Shortly thereafter, he landed his first part-time yodeling gig at a local German restaurant, but little did he know that one of its patrons “who knew someone who knew someone,” says Christensen with a laugh, would recommend him to for a position at Disney World’s Epcot pavilion where he remained from 1983-1990.
At Disney, Christensen taught himself the accordion, the Alphorn, Cowbells and even one of the most difficult instruments to musically master, the alpine Zither, during breaks between performances at the pavilion.
Upon leaving Disney and relocating back to Idaho with his family, Christensen and daughter Emilie, who had learned how to yodel at age two, established a yodeling duo during her high school years as the two traveled around the United States and internationally performing.
“This is when my yodeling career began,” says Christensen who would spend the next three decades as a performer at various German-heritage festivals around the United States, averaging 120 engagements per year. “I have performed for everything between 2-3 people in a living room up to 20,000 people in a concert hall,” he says, adding that he’s also sold many copies over the years of his 14 musical albums.
Christensen, along with his daughter, have also collaborated with Disney.
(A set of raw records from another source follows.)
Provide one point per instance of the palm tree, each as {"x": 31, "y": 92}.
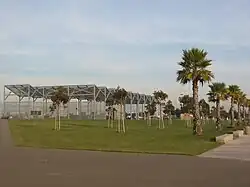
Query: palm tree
{"x": 120, "y": 95}
{"x": 233, "y": 92}
{"x": 160, "y": 98}
{"x": 150, "y": 111}
{"x": 194, "y": 68}
{"x": 242, "y": 104}
{"x": 218, "y": 92}
{"x": 248, "y": 111}
{"x": 59, "y": 97}
{"x": 110, "y": 110}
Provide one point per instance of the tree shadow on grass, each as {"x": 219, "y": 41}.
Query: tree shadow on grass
{"x": 26, "y": 126}
{"x": 71, "y": 125}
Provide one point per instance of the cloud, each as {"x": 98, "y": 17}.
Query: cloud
{"x": 135, "y": 44}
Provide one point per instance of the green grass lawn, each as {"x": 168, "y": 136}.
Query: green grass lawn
{"x": 94, "y": 135}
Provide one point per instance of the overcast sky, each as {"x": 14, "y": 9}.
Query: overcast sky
{"x": 132, "y": 43}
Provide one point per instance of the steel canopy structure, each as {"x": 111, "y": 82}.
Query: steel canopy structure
{"x": 90, "y": 92}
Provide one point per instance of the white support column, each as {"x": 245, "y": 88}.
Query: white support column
{"x": 94, "y": 103}
{"x": 137, "y": 107}
{"x": 43, "y": 104}
{"x": 19, "y": 109}
{"x": 131, "y": 106}
{"x": 4, "y": 100}
{"x": 68, "y": 105}
{"x": 29, "y": 100}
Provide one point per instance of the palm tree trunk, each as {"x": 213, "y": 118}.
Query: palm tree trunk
{"x": 248, "y": 115}
{"x": 109, "y": 124}
{"x": 218, "y": 120}
{"x": 123, "y": 119}
{"x": 197, "y": 128}
{"x": 232, "y": 112}
{"x": 59, "y": 117}
{"x": 239, "y": 114}
{"x": 55, "y": 127}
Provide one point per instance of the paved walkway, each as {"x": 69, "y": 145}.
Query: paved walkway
{"x": 5, "y": 137}
{"x": 236, "y": 149}
{"x": 27, "y": 167}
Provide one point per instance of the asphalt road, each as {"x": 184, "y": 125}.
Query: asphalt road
{"x": 28, "y": 167}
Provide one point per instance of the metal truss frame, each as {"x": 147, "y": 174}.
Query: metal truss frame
{"x": 89, "y": 92}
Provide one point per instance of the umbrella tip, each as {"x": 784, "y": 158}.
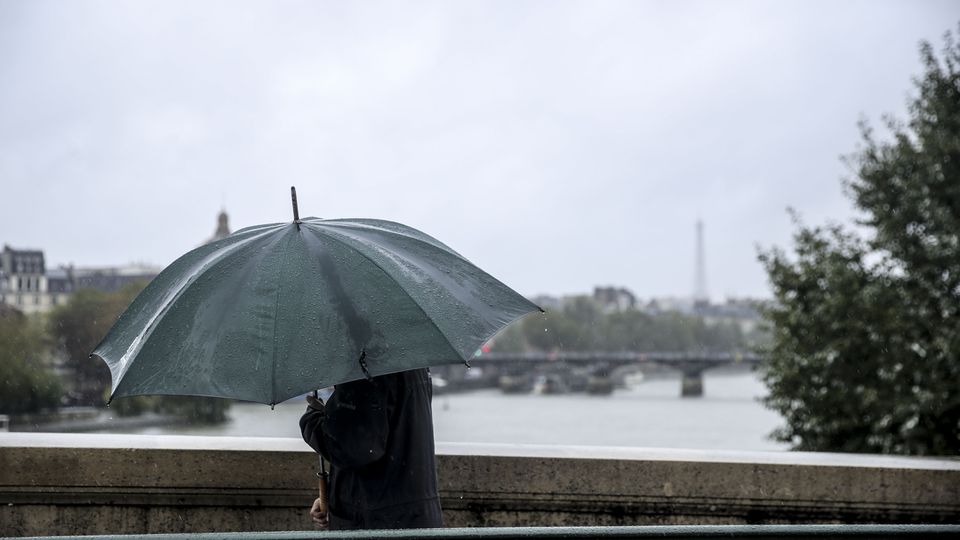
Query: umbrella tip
{"x": 293, "y": 199}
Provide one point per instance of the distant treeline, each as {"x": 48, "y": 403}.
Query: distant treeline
{"x": 46, "y": 363}
{"x": 582, "y": 325}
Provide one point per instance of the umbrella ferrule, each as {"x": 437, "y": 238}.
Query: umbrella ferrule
{"x": 296, "y": 211}
{"x": 363, "y": 365}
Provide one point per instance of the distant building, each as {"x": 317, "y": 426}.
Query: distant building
{"x": 27, "y": 286}
{"x": 23, "y": 280}
{"x": 613, "y": 299}
{"x": 223, "y": 228}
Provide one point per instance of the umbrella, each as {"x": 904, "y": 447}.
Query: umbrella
{"x": 275, "y": 311}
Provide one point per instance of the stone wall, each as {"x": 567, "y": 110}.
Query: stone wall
{"x": 117, "y": 484}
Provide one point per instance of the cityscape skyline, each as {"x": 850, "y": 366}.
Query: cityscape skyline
{"x": 556, "y": 146}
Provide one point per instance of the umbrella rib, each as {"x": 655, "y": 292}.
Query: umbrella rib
{"x": 276, "y": 317}
{"x": 137, "y": 343}
{"x": 339, "y": 238}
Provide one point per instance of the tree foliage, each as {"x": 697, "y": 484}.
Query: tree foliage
{"x": 27, "y": 383}
{"x": 78, "y": 326}
{"x": 81, "y": 324}
{"x": 866, "y": 331}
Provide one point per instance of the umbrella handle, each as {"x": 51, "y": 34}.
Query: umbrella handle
{"x": 322, "y": 481}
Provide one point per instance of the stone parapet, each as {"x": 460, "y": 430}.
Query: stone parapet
{"x": 122, "y": 484}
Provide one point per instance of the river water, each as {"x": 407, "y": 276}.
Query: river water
{"x": 728, "y": 416}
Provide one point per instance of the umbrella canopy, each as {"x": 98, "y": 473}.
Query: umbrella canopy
{"x": 274, "y": 311}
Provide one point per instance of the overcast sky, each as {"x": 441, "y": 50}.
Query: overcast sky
{"x": 559, "y": 145}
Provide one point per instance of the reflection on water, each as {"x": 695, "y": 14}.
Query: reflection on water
{"x": 728, "y": 416}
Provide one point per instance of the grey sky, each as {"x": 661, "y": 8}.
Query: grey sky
{"x": 559, "y": 145}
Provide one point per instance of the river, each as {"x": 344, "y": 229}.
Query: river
{"x": 728, "y": 416}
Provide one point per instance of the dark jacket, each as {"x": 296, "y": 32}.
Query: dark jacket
{"x": 378, "y": 437}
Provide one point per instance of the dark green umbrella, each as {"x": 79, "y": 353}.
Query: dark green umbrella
{"x": 274, "y": 311}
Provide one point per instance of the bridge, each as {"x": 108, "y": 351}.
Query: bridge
{"x": 691, "y": 364}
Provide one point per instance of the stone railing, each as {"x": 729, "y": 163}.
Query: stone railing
{"x": 117, "y": 484}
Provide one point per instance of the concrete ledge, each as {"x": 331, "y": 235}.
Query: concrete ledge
{"x": 118, "y": 484}
{"x": 754, "y": 532}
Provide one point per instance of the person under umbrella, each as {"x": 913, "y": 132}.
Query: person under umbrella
{"x": 377, "y": 434}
In 2013 the two played the yodeling voices of Mickey and Minnie Mouse in an animated cartoon short called “Yodelberg.” Christensen along with another American yodeler, Randy Irwin, also played the voice of the yodeling character Alameda Slim in Disney’s “Home on the Range,” along with several yodeling commercials for other companies.
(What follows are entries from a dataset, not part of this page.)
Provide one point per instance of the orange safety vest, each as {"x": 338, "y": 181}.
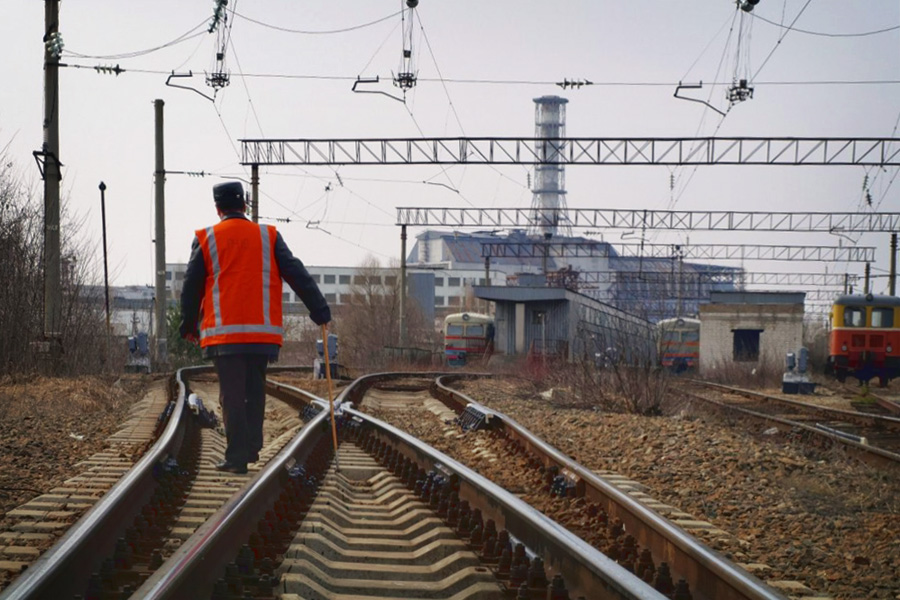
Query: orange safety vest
{"x": 242, "y": 297}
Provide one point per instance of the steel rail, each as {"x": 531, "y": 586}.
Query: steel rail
{"x": 710, "y": 575}
{"x": 190, "y": 571}
{"x": 860, "y": 418}
{"x": 69, "y": 563}
{"x": 864, "y": 452}
{"x": 586, "y": 571}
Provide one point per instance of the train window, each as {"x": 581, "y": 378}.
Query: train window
{"x": 882, "y": 317}
{"x": 854, "y": 317}
{"x": 670, "y": 337}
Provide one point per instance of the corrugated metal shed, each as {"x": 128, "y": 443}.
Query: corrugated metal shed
{"x": 757, "y": 297}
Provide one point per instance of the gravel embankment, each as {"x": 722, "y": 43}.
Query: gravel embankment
{"x": 47, "y": 425}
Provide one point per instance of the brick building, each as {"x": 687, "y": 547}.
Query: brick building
{"x": 749, "y": 329}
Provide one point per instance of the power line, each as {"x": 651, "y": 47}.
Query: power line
{"x": 822, "y": 33}
{"x": 182, "y": 38}
{"x": 825, "y": 82}
{"x": 780, "y": 39}
{"x": 316, "y": 32}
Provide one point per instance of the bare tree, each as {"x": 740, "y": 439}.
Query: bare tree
{"x": 82, "y": 319}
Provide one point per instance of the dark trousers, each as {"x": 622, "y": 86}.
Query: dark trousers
{"x": 242, "y": 395}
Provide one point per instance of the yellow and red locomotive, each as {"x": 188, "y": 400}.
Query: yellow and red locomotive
{"x": 865, "y": 338}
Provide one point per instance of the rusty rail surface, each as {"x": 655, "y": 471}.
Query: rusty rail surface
{"x": 711, "y": 576}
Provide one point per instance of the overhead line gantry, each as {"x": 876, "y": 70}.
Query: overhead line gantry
{"x": 679, "y": 220}
{"x": 582, "y": 249}
{"x": 880, "y": 152}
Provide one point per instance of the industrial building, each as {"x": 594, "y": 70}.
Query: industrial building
{"x": 749, "y": 330}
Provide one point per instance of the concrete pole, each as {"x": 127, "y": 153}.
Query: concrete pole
{"x": 866, "y": 284}
{"x": 892, "y": 277}
{"x": 160, "y": 205}
{"x": 254, "y": 193}
{"x": 402, "y": 286}
{"x": 105, "y": 268}
{"x": 52, "y": 177}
“I am a jack of many trades who can sing lyrics in German, English, Spanish and a few other languages,” says Christensen who in the process has created several yodeling styles.
“One of the best places to yodel is in the shower”: Norm Gwaltyney
Responding to what was his career highlight, Christensen said he thought it was “incredible” that he was able to make a living from it, even a very comfortable one. “So far I have been a professional full-time yodeler and entertainer for the past 40 years. If you told me that I would make my living doing that when I was in high school playing football, I would have laughed heartily at the thought,” he says but adds on a more serious note:
“The most amazing part was that I got to do it, I met a lot of amazing people, including by traveling around the world.” In the US, Christensen has performed in all 50 states, except for three, which are: Alabama; Delaware and Connecticut. “I am not trying to get the remaining the three states, says Christiansen with a laugh.
Well into his 60s, Christensen is only performing around 30 times per year but has no immediate plans to retire, citing his passion for yodeling.
Christensen is also committed to a healthy and active lifestyle, which includes daily 40-minute bike rides up a mountain canyon near his home during the summer months – as he needs cardio exercises for his lungs to keep his yodeling craft sharp – and downhill snow skiing in the winter.
Who are the best yodelers in the world?
The answer, of course, depends on who you ask and the exact style of yodeling.
According to Gwaltyney, who teachers engineering at a middle school in Indianapolis, Indiana, “Christensen is the most versatile yodeler in the world today, arguable even the best. He knows the Bavarian, Swiss, Austrian, and country-Western style of yodeling,” says Gwaltyney.
Gwaltyney adds that Melanie Oechs is the best Swiss style yodeler today while Die Pagger Buam is the best Austrian style.
Christiansen and Galtyney both agree that Germany’s Frantz Lang (1930-2015) was the best yodeler in the modern era.
For Gwaltyney, who continues to yodel on the weekends, including at various festivals across the Midwest where he often wears lederhosen and a Tyrolian hat, says that “one of the best places to yodel is in the shower.”